The exhibition of international photographic art was included in the programme of Turku European Capital of Culture 2011. In Turku, the exhibition inaugurated the new cultural venue of Logomo, where it presented the works of 31 artists during the year.
The exhibition produced by Turku 2011 Foundation and The Finnish Museum of Photography is part of the cultural exchange between the city of Cádiz and the Finnish Institute in Madrid. The protector of this cultural exchange is president Tarja Halonen.
“We are happy and honoured to see this, the most extensive exhibition of the Turku Capital of Culture year, travelling the world and initiating dialogue between different cultures and in diverse cultural settings,” says Cay Sevón, Executive Director of the Turku 2011 Foundation.
The name of the exhibition refers to Lewis Carroll's famous book Alice's Adventures in Wonderland (1865), in which a girl falls down a rabbit hole and ends up in strange places.
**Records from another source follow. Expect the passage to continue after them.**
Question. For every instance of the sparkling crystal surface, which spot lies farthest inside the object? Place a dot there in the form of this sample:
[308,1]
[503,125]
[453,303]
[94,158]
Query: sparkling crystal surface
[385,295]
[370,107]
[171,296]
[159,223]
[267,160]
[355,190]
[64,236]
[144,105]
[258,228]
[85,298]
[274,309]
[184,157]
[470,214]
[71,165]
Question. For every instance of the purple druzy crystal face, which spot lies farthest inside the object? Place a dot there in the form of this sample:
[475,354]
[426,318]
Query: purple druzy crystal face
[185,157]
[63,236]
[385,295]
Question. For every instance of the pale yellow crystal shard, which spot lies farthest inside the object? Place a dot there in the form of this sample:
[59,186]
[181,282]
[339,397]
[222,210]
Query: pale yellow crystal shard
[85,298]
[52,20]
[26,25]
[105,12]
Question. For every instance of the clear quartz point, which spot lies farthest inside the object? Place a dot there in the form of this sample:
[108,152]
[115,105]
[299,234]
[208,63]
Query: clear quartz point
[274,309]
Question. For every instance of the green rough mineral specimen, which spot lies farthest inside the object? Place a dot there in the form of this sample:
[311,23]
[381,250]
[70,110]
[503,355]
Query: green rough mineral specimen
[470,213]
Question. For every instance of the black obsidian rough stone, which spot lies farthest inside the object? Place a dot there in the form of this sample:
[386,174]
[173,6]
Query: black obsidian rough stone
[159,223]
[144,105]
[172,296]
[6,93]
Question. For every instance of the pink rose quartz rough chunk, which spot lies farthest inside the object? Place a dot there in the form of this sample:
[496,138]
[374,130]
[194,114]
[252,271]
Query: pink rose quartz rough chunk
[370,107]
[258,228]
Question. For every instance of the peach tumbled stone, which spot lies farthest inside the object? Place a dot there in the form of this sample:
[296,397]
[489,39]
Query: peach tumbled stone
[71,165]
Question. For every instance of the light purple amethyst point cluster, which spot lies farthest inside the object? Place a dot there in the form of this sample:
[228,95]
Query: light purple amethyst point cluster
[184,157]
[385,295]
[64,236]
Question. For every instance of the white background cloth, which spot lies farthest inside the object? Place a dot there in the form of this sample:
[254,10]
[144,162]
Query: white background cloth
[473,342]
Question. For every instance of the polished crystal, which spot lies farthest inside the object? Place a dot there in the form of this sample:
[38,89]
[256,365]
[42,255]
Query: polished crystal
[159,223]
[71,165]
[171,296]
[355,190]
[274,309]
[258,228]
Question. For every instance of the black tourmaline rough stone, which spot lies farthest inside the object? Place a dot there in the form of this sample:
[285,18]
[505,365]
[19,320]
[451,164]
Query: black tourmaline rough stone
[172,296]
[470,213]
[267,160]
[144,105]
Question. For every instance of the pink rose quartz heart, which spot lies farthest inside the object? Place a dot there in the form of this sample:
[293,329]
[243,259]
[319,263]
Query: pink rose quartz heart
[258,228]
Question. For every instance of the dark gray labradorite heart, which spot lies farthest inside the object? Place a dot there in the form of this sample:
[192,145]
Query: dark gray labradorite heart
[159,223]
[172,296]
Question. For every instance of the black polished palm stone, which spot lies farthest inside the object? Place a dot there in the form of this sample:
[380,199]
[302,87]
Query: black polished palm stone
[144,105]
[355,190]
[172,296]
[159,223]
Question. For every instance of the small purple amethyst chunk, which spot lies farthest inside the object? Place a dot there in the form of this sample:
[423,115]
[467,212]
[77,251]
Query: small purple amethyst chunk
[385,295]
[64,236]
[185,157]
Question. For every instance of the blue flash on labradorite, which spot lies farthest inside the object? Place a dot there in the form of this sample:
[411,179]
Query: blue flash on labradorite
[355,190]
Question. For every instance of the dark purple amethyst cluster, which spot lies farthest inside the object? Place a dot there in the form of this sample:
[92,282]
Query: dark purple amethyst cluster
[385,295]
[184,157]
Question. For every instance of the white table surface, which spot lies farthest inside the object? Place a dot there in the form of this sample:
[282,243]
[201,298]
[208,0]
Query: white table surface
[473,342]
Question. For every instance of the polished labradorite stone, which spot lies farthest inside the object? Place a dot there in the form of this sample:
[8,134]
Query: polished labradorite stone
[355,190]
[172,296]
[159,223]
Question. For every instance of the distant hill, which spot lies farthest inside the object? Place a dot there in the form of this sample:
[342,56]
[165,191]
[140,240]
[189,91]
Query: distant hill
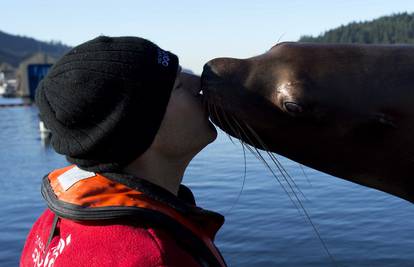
[14,49]
[397,28]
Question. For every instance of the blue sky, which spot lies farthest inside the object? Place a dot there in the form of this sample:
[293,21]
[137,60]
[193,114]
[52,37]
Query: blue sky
[195,30]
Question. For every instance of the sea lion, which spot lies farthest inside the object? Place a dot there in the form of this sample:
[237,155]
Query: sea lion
[343,109]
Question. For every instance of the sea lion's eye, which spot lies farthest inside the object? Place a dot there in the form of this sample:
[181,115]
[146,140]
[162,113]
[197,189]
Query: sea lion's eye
[293,107]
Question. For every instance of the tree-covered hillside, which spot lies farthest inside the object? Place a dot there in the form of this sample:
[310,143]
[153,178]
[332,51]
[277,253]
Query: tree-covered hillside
[398,28]
[14,49]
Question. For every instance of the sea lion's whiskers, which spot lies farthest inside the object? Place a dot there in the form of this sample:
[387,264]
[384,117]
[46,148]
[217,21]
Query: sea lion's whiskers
[220,122]
[280,167]
[305,211]
[261,158]
[304,174]
[238,135]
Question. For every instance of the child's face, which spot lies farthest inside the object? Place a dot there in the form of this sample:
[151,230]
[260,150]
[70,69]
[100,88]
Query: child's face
[185,128]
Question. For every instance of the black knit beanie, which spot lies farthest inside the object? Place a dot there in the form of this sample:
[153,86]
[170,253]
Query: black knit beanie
[105,99]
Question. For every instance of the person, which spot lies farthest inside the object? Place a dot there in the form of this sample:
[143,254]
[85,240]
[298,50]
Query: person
[129,121]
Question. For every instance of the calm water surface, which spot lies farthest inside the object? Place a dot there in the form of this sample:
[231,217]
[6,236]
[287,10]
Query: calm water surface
[360,226]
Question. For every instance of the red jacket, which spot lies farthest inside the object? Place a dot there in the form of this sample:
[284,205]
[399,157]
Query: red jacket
[93,220]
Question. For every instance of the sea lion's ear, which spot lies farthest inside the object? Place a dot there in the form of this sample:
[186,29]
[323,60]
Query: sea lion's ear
[289,97]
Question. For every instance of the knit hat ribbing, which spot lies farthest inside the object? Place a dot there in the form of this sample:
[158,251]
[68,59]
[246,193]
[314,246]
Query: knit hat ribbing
[105,99]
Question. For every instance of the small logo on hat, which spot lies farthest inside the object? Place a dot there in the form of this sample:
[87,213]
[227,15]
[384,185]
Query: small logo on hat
[163,58]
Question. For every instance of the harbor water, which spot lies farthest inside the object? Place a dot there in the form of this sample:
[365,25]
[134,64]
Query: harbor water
[359,226]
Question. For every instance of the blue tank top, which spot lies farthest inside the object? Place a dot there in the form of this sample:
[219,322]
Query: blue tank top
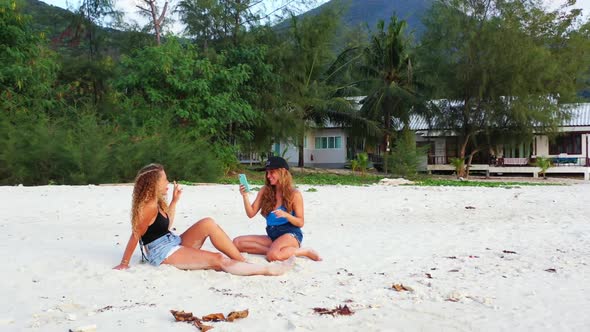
[272,220]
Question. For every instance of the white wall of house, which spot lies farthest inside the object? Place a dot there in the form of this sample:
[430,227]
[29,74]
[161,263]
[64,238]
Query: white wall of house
[439,144]
[541,143]
[328,156]
[542,146]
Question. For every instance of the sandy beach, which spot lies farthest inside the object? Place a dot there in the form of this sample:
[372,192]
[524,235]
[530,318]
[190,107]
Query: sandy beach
[475,259]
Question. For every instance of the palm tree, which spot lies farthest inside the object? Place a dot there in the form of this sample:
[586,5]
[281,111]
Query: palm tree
[311,97]
[388,79]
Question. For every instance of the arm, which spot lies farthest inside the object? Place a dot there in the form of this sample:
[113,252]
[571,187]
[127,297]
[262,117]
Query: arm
[297,219]
[251,209]
[148,216]
[176,193]
[131,245]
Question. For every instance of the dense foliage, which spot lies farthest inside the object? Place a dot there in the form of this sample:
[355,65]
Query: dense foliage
[93,105]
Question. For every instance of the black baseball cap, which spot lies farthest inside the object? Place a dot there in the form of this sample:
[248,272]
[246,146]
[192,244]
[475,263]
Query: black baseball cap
[276,162]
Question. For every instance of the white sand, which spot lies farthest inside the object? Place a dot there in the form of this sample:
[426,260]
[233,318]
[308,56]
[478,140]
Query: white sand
[59,244]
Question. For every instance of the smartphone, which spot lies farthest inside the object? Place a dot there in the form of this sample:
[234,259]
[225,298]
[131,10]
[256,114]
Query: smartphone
[244,182]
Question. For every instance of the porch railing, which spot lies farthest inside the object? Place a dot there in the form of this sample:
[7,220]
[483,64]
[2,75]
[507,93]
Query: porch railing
[570,161]
[511,162]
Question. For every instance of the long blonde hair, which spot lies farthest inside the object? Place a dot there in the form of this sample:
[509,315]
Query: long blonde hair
[144,190]
[269,197]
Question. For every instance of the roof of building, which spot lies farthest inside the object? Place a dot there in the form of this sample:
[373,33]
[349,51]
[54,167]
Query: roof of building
[579,117]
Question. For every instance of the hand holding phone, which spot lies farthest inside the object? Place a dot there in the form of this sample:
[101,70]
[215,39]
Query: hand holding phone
[244,182]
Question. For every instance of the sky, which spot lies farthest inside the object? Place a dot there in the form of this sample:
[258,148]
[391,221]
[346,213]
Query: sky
[128,7]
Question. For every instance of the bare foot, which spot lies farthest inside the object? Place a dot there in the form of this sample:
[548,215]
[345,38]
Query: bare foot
[277,268]
[309,253]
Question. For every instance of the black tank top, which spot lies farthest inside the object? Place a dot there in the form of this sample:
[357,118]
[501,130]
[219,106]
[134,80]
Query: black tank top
[156,230]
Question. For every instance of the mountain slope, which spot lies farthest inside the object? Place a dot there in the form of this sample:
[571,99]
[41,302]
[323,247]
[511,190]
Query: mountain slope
[369,12]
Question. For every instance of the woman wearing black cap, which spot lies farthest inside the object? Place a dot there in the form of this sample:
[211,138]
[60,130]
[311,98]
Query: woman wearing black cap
[282,207]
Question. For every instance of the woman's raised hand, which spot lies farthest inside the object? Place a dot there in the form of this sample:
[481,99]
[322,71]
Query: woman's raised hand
[177,192]
[121,267]
[243,190]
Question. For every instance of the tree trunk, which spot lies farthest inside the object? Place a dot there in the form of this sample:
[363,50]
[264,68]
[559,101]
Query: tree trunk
[462,172]
[157,21]
[301,161]
[468,166]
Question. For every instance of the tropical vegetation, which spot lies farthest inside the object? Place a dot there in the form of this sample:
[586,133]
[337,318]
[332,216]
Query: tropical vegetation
[87,97]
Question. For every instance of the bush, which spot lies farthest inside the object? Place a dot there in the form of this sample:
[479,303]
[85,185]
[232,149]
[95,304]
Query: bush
[36,150]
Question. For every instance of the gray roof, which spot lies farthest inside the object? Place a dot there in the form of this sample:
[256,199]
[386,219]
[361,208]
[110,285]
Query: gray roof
[580,117]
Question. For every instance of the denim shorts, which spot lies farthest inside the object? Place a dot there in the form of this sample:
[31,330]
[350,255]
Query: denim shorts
[274,232]
[161,248]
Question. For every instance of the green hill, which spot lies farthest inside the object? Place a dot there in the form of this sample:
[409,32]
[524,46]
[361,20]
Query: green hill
[369,12]
[47,18]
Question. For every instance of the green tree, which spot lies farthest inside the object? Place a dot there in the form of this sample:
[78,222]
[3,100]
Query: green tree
[28,70]
[500,68]
[307,70]
[382,70]
[174,81]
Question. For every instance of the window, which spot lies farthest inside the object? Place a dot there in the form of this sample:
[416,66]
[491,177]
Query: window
[568,143]
[328,142]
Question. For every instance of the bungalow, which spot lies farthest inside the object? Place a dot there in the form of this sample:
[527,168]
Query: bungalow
[331,147]
[570,148]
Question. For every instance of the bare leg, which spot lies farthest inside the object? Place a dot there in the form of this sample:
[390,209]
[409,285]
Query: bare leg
[195,259]
[287,246]
[253,244]
[196,235]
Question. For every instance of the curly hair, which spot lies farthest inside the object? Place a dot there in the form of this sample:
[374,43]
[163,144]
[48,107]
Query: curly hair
[269,198]
[144,190]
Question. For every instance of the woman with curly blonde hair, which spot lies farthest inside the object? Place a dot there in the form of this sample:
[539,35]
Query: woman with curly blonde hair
[151,221]
[282,207]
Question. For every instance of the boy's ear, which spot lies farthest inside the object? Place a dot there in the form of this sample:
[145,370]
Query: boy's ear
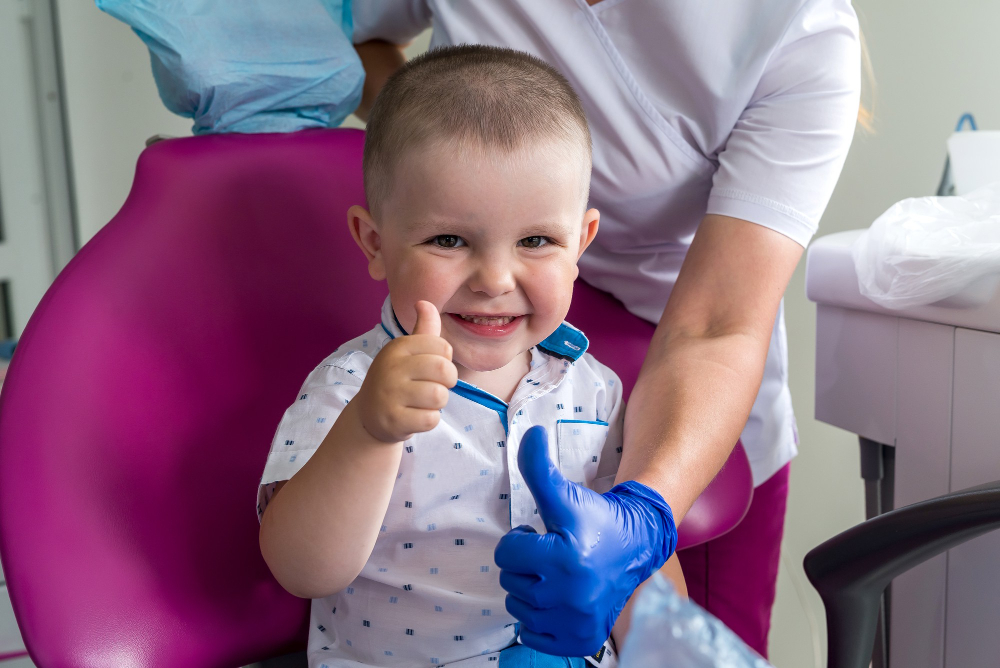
[591,221]
[366,235]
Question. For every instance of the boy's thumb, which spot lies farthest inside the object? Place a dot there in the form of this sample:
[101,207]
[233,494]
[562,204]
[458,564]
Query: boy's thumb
[428,319]
[553,494]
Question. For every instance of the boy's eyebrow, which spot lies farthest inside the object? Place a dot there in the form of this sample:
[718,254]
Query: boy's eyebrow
[540,228]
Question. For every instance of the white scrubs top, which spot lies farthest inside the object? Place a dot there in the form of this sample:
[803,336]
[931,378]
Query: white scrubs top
[744,108]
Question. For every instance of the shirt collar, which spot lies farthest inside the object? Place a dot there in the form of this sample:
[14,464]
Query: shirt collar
[567,342]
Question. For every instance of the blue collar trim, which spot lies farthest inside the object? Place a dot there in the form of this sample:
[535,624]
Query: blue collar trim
[567,343]
[483,398]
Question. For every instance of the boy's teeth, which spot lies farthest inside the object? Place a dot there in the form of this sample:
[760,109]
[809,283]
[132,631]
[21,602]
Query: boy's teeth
[492,322]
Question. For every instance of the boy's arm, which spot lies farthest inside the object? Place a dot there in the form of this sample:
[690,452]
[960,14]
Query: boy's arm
[317,534]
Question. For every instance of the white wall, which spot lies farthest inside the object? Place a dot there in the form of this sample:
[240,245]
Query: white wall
[112,108]
[933,61]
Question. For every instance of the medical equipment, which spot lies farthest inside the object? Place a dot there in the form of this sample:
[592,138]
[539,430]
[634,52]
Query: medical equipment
[249,66]
[140,405]
[929,250]
[568,585]
[665,625]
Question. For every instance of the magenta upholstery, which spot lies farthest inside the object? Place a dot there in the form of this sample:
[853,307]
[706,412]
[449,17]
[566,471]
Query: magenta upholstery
[139,407]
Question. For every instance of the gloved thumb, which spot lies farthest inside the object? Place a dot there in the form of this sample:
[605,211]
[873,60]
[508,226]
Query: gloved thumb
[553,494]
[428,319]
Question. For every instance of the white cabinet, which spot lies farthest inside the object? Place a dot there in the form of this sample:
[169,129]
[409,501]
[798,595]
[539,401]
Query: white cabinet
[926,381]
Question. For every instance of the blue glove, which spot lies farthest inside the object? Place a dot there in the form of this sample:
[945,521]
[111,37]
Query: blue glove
[251,65]
[568,586]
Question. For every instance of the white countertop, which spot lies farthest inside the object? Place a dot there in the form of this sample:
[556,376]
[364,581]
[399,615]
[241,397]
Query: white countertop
[831,280]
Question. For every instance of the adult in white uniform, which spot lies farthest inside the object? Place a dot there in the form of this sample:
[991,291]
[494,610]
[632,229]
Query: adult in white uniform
[719,132]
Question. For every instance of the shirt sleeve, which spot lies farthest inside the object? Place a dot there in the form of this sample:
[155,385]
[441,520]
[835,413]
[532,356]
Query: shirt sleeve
[306,423]
[785,153]
[611,454]
[395,21]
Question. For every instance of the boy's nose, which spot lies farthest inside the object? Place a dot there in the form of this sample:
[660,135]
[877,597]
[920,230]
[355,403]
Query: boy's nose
[494,278]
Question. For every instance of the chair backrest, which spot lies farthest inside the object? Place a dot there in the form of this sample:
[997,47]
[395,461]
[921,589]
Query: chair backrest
[140,405]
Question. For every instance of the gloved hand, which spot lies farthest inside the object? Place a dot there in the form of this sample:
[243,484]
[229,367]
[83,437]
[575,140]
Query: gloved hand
[568,586]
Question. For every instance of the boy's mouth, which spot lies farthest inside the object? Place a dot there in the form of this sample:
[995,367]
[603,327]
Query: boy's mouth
[493,326]
[488,320]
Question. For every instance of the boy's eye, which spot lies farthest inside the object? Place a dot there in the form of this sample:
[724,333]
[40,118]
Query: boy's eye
[448,241]
[534,242]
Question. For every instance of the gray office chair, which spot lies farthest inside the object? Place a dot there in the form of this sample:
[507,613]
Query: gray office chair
[851,570]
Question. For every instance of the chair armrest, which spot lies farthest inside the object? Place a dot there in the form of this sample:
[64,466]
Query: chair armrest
[851,570]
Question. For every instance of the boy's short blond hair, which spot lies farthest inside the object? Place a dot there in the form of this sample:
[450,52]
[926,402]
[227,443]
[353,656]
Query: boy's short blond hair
[485,96]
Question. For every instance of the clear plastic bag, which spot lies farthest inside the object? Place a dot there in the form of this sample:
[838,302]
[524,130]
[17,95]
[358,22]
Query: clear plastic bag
[930,250]
[668,631]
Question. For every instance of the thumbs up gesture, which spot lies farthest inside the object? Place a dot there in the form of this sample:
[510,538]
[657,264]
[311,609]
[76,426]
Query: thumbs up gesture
[568,586]
[408,382]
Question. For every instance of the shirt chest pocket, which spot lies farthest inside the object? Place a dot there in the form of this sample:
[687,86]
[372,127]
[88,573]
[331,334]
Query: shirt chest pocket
[581,444]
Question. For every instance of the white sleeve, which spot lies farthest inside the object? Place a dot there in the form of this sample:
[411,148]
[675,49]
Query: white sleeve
[395,21]
[785,154]
[306,423]
[614,412]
Like the book, the exhibition moves from depictions of everyday life to fantasy worlds created or presented by the artists, and life is manifested as a ceaseless wavering on the borderline between these two domains. Fantastic everyday life and everyday fantasies meet in a way that challenges viewers to make new interpretations and adopt fresh perspectives.
The authors also introduce the term fantasy feminism into the field of art, to offer an updated alternative to existing feminist art. Instead of showing us everyday life and its regular forms, the contemporary artists look for their own space, which can take the form of imagining things, as in Alice in Wonderland.
As the exhibition shows, the slogan "the personal is political" has been replaced by "the private is public". Today, the portrait and self-portrait are increasingly becoming carefully controlled identity building projects, with the internet acting as their effective distribution channel. This world, with its "carnival of images", is commented on by many of the exhibited artists in many different ways.
Adjoined to the Alice in Wonderland exhibition is a photographic overview of Turku’s year as the European Capital of Culture.